The F103 (Cubes 2+3) have the aircraft type (glider/tow/uav) fixed in the bin file. Hence you want to choose the appropriate one. The CUBEs 3.5 can be configured and the fw comes as a glider by default. The configuration shall be retained during firmware upgrade but if you needed to change the type in the future I can tell you how someday later..
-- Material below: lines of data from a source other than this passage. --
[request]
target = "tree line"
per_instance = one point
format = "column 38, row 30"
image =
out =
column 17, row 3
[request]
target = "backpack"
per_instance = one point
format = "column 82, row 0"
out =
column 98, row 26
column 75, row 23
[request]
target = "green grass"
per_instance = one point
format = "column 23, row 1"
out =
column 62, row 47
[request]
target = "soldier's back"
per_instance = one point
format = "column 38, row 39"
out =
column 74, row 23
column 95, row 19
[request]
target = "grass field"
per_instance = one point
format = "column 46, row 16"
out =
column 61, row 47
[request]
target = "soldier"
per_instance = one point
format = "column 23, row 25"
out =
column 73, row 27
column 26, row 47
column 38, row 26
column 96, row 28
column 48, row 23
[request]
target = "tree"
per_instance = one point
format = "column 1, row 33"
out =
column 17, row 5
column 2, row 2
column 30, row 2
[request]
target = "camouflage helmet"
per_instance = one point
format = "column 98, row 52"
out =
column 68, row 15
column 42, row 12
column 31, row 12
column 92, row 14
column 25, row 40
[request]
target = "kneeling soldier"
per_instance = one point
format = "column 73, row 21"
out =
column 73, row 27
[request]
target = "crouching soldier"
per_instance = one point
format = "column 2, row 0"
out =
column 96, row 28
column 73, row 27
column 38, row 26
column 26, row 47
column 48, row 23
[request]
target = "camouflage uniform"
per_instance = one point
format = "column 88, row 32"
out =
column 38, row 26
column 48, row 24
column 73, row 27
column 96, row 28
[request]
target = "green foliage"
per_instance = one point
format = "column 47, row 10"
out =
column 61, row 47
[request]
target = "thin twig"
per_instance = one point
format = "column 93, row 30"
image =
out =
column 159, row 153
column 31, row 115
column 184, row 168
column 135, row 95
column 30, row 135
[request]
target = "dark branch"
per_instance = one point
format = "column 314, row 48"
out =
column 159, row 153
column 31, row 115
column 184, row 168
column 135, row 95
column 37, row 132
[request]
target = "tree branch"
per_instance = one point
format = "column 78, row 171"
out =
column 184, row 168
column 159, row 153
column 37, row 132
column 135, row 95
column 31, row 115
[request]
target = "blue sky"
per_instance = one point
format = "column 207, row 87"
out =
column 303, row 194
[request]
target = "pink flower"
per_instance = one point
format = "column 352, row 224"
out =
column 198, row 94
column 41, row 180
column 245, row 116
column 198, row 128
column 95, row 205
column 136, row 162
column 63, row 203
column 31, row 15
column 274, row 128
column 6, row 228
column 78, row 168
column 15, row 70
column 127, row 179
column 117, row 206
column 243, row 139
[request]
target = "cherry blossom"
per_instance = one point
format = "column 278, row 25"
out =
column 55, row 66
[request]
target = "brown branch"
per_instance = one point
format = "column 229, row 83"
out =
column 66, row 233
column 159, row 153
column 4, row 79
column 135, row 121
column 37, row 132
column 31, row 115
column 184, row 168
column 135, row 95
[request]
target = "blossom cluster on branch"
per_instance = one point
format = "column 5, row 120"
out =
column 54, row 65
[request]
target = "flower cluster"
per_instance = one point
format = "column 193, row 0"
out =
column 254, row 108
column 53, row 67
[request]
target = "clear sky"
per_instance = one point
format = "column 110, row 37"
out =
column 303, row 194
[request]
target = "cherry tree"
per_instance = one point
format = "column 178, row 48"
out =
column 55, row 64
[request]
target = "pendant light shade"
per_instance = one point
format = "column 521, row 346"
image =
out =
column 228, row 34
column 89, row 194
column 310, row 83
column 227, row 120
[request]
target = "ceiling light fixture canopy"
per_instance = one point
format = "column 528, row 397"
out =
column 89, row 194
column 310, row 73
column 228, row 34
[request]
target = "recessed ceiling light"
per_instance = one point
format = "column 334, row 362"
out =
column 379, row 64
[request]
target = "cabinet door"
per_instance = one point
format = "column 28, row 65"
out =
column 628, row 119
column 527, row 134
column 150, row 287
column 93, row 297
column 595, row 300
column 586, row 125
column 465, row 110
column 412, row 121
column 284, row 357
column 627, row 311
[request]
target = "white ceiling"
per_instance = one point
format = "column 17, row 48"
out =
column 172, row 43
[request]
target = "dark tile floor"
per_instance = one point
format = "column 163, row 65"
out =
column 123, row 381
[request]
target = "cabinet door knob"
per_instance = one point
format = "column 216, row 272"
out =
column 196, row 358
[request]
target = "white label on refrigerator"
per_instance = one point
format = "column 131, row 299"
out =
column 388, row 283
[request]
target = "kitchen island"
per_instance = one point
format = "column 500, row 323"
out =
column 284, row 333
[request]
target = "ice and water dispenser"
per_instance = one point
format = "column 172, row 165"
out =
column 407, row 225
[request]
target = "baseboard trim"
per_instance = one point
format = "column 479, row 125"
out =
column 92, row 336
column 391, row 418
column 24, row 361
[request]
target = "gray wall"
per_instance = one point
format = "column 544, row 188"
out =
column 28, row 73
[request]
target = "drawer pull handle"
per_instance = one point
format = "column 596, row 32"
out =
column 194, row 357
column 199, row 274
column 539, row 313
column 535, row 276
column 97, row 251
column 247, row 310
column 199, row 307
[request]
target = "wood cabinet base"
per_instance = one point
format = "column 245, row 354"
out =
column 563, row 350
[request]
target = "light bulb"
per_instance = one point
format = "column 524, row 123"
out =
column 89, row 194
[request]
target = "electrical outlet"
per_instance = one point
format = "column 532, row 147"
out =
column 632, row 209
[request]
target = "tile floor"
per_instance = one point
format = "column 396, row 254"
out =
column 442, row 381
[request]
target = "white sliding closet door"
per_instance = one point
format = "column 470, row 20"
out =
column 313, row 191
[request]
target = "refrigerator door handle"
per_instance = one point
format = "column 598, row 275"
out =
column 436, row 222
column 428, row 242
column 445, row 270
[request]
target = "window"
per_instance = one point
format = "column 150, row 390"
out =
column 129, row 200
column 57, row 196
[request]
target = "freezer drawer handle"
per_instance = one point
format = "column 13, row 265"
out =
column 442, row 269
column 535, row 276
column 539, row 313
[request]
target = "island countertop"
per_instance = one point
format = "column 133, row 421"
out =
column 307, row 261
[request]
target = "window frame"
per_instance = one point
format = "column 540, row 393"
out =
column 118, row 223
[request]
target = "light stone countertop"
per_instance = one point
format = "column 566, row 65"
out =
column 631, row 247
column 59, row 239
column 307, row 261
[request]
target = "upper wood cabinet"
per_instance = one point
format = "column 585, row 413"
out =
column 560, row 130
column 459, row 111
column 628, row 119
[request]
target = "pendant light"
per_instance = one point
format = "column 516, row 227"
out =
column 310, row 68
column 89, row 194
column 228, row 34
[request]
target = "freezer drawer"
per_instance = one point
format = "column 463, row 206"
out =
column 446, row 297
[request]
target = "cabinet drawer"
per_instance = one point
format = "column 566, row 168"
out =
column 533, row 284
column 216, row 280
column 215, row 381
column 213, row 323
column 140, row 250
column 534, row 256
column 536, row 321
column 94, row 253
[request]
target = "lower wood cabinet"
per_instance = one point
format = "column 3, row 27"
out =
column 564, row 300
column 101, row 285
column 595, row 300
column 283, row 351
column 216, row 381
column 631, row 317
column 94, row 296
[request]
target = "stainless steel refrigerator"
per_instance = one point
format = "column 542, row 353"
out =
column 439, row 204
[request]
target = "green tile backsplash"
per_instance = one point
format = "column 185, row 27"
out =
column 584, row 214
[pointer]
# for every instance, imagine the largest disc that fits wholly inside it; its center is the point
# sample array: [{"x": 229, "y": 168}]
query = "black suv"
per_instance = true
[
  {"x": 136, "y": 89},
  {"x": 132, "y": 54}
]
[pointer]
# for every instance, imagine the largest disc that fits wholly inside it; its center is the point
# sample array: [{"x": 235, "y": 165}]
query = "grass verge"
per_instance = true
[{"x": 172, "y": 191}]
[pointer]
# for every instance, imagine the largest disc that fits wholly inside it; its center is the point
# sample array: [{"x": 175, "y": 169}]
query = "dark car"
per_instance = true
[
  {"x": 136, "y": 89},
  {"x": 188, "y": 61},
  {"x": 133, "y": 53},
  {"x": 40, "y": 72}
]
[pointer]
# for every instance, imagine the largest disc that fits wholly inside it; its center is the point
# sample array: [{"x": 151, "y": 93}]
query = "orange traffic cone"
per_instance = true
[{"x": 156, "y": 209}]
cd bin-files wget https://github.com/ibisek/ognCubeReleases/raw/master/releases/ognCube3.5.l152-2023-11-30-GLD-0x2800.bin wget https://github.com/ibisek/ognCubeReleases/raw/master/releases/ognCube3.f103-2023-02-10-UAV-0x2800.bin wget https://github.com/ibisek/ognCubeReleases/raw/master/releases/ognCube3.f103-2023-03-06-GLD-0x2800.bin wget https://github.com/ibisek/ognCubeReleases/raw/master/releases/ognCube3.f103-2023-03-06-POWERED-0x2800.bin cd ..
Step #4: Flash the firmware. The unit needs to be powered-on for at least 20s before executing the script below – not to be within the initial 10s-long bootloader mode (yet). The LED shall indicate it is in satellite acquisition mode (two consequent relatively short flashes –) or already transmitting (very short flashes twice a second).
sudo ./findAndFlash.sh
The flashing process will reboot the unit automatically.
Q&A:
- How do I know which version is the CUBE on? Connect to the unit using for example the Serial Bluetooth Terminal android app to see the prompted information. Here you can spot two dates – bootloader (comes right after power-on) and firmware version (right after bootloader yields control to the actual OGN code). The latter is what matters.